I’m on the train to the Vienna airport. It’s time to go. My mind is a jumble of WordCamp Europe, Viennese architecture, flower boxes, Wiener schnitzel, dancing at the WCEU ball, showing our hotel bartender how to make a proper martini, and laughing and talking long into the night with coworkers.
The company I work for, Automattic, is a distributed company. We don’t have an office: there is no headquarters where we all go to work. Instead, 470 of us work from wherever we want, whether that’s a home office in Australia, a coworking space in Seattle, an Airbnb in Prague, or a cafè in Vienna. What this means is we must communicate an immense amount online in order to get our work done. We “talk” constantly (thousands of messages per week) via Slack (a messaging tool), P2s (internal blogs), and video hangouts.
Talking to each other via text gives tremendous insight into our colleagues’ personalities — do they use emoji and GIFs?
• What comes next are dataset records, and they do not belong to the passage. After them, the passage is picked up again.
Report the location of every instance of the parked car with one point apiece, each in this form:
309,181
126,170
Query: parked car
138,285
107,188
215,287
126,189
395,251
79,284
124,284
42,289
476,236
Are they succinct, direct, contemplative, punny? Which watercooler P2s do they engage with: music, fitness, homeownership, books?
Communicating via text allows people who refrain from speaking up in a physical space, where extroverts may jump in faster and louder, to have more of a voice: they can compose their thoughts in writing, without interruption, before sharing them.
What this amazing distributed life also means is that we rarely see each other in real life. Some of my favorite people on earth are my colleagues, who I have become very close to through our online communications.
I work with them every day but only see them once or twice per year.
So when we get together, we squeeze every second of together time out of it. We breakfast, explore, lunch, sightsee, work, drink, dine, talk, laugh, talk deep into the night, and sometimes even stay up until sunrise together. As one of my coworkers said last night, “This is the first place I’ve worked where I like everyone I work with. I actually want to be with my coworkers.”
I’m now at the gate, waiting to board my flight from Vienna to Paris, reflecting on the amazing time I spent at WordCamp Europe. I have memories of getting on stage in front of 300+ European WordPress enthusiasts; ambling the streets of Vienna on long walks with my colleagues; hanging out after dark on a giant grass covered water-mattress outside the children’s museum; and most of all, conversations and laughter.
Goodbye, Vienna, goodbye, friends, and thank you, Automattic.